さて最後に、今まで紹介してきたバックアップ利用をする上での”事業者の選び方”について考えてみたい。
バックアップやディザスタリカバリとしての利用では、本番システムほどの可用性は求めないにしても、ただ物理機器のコスト削減のみに注目した選定というのはあまり現実的ではない。
ポイントは3つ。
1.事業者の信頼性
2.移行・構築が容易であること
3.料金が適切であること
最終的には安心感や信頼感といった部分が肝になってくる。もちろん、単なる心証ではなくファクトを意識することが必要だ。セキュリティへの取り組み、SLAやホワイトペーパーなど事業者から提供されている情報などが1つの材料となる。なお、SLAについては数字だけではなく、計算式まで確認することをおすすめしたい。サービス稼働の定義は事業者によって大きく異なるため、どのような場合にSLAの対象になるのか事前に把握しておくことは、利用開始後の摩擦を避けるためにも重要だ。また、それに関連してサービスを受ける際のきめ細やかさといったサポート面や、これまでの実績も加味するべきだろう。
その他にも、事業者の事業継続性にも留意するべきだ。クラウドサービスにおいても、事業不振によるサービス終了というのは珍しくない。終了までの猶予期間が与えられないケースも有る。そういった場合、クラウド上に置いていたデータを取り戻すのに間に合わないことも考えられる。各事業者が提供しているホワイトペーパー等にてよく検討し、最後まで信頼できる事業者を選択することが必要だ。
移行・構築に関しては前述の通りだが、1点だけ補足しておきたい。それはデータセンターを選択可能なことだ。たとえシステムを二重化しても、本番環境と同一のロケーションにデータセンターがあるのでは対策としてやや弱い。自然災害起因による障害はロケーション全体に及ぶ。東日本に本番環境があるなら西日本にバックアップ環境を構築といったように、地域で分散できることが望ましい。
よくありがちなのが、単純に物理機器の価格と同一スペックのクラウドの月額料金を比較して、クラウドを割高と捉えてしまうことだ。
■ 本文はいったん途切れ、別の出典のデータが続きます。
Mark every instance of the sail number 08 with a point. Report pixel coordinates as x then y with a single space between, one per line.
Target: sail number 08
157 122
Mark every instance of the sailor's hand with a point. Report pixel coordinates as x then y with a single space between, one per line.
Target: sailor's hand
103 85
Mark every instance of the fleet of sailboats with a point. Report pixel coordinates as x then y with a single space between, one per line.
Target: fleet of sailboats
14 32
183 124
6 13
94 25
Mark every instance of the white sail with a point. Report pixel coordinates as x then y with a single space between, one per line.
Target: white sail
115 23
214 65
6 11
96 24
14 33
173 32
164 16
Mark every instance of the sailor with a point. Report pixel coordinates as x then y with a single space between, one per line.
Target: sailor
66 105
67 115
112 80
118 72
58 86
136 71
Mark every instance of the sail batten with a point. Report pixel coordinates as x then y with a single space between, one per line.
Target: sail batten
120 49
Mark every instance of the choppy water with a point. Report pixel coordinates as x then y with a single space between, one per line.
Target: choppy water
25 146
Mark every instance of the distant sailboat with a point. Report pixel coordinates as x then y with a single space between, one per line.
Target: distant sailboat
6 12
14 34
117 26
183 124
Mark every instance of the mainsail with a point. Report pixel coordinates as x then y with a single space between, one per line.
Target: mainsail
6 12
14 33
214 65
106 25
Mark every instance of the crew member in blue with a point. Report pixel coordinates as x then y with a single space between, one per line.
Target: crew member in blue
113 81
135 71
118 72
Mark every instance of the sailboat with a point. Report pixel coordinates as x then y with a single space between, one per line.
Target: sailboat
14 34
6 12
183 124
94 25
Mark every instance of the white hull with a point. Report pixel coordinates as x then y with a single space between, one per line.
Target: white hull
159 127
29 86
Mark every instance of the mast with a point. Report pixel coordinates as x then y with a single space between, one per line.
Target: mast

実際にはバックアップデータを完全従量制のクラウドストレージに溜め続ける場合には、「使っていない部分」についても固定的に減価償却が発生する物理機器と比べると、スモールスタートの効果が顕著に出る。また、サーバーのスペックを柔軟に変更できることから、平常時の最小構成での費用と緊急時の本番環境に匹敵する構成と、といったように複数パターンでの費用算出を行い、システムのRPO/RTOレベルに合わせて適切なサービスを選択することが肝要だ。
加えて、実際にクラウドをバックアップとして活用している企業や、基幹システムをクラウドに移行した企業の声を聞いてみると、運用負荷の削減について多く聞かれる。調達に関わる諸作業からの開放だけではなく、運用負荷をいかに減らせるかというTCOにおけるコスト削減の観点が必要だ。運用に手間がかからなければ、それだけ新しいことに挑戦が可能となる。それはコストセンターと言われがちな情報システム部門においても例外ではない。例えば、昨今ワークスタイルの変革ということでモバイル機器の導入やテレワークへの関心が高まっているが、企業の業務プロセスに最適なシステムをコーディネートし、最適化するための目利き役となっていくことがこれからの情シスに期待されている。それにより企業に新たな競争力を生み出していくのだ。
また近い将来、クラウド利用はさらに加速し、本番環境のデータやシステムをパブリッククラウドに移行するケースが増えていくだろう。システムの性質に応じてクラウドを使い分けるという方法もあるが、多くの場合、まずは現在利用中のクラウドサービスの利用拡大という方向を検討することだろう。その際に、使い勝手の指標として注目したいのが「クラウド+ソリューション」である。クラウド(IaaS)を提供しているだけでなく、他の企業やSIerと連携したソリューションを提供している点に着目する。クラウドというとコストを考えがちだが、実はこのような様々なソリューションの提供こそ、将来を見据えた柔軟な企業システムを構築する上で大切なのである。
バックアップでも、ディザスタリカバリでも、小さくはじめるからこそ、逆に将来に渡って安心できるサービスを選びたいところである。